Does the Term “What in the Sam Hill?” Originate With Oregon’s Sam Hill?

While he never claimed to be the original Sam Hill, he never denied it, either.

Stonehenge at Maryhill Museum of Art. (Stokes RX)

Does the term “What in the Sam Hill?” originate with the infamous Sam Hill from Oregon’s railroad wars, as described in the book The Columbia by Stewart Holbrook? The Sam Hill of “Sam Hill’s Castle” and the Maryhill Museum of Art? —Stephen O.

The term of art for phrases like “What in the Sam Hill?” is “minced oath”: Someone is too polite to use profanity, so they substitute a similar-sounding word, which is why you’ll often hear your grandma saying “dang” or “fudge” or “heck” or (perhaps less frequently) “monkey-fighting cork soaker.”

The primary qualification for a minced oath is to sound like the word you’re eliding. “Sam Hill” is used because “Hill” sounds like “hell,” not because of anything some guy named Sam Hill did, which is why the identity of the original—if there even is one—doesn’t really matter.

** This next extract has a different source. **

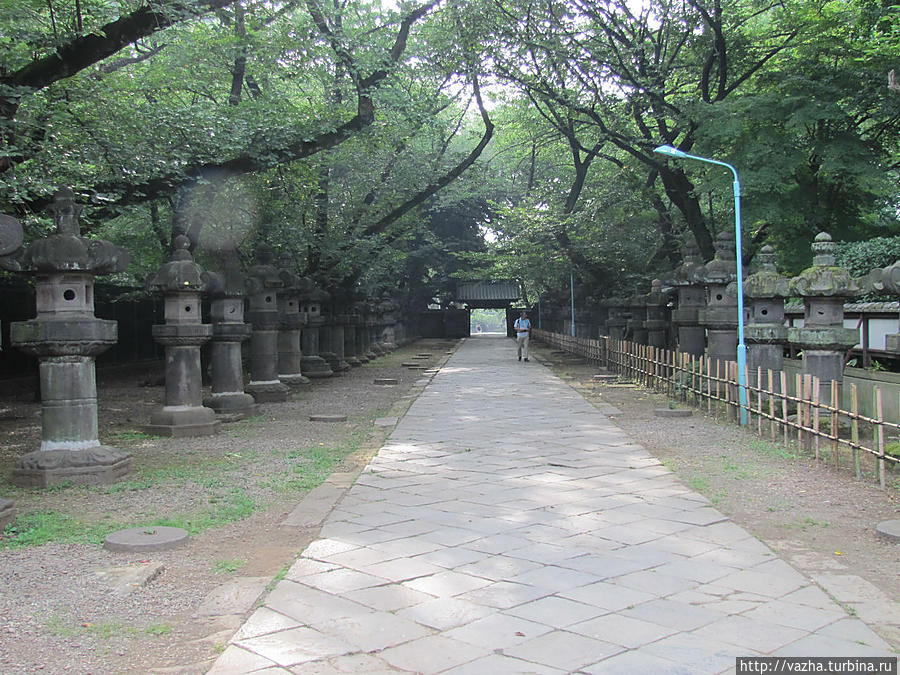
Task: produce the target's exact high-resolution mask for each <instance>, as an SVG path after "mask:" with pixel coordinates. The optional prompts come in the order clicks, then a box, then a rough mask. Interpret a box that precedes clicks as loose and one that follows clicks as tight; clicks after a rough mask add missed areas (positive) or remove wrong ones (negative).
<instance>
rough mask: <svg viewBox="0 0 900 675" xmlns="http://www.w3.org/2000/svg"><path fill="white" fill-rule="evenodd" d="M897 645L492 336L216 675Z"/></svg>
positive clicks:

This is not to say, however, that fin de siècle railroad baron and financier Sam Hill didn’t cut a larger-than-life figure across the canvas of Pacific Northwest history. While he never claimed to be the original Sam Hill, he never denied it, either.

Hill was already rich when he came west from Minnesota in the 1890s, and he didn’t get poorer when he finagled a monopoly on Seattle’s gas market. From there, he seems to have become one of those rich guys who just builds whatever they think is cool, like a less douchey Elon Musk.

Hill convinced legislators to create the Oregon Highway Commission and was the driving force behind the Columbia River Highway. He bought 80 or so sculptures from a not yet world famous Auguste Rodin, a collection around which he built his Maryhill Art Museum.

Not everything landed, though, like the monument to World War I’s dead that inexplicably took the form of a life-sized replica of Stonehenge, or the Peace Arch to commemorate 100 years of no war with Canada, which seems a little like giving yourself a trophy because you managed to go a year without snorting coke with Mr. Rogers.

Hill was an interesting character, but he was born in 1857, about 25 years after the first recorded “What in the Sam Hill?” So no, he couldn’t have been the phrase’s namesake—and anyone’s assertions to contrary are a big, steaming load of Bill Schonely.*

*Or, to put it another way, they’re pulling your Schonz.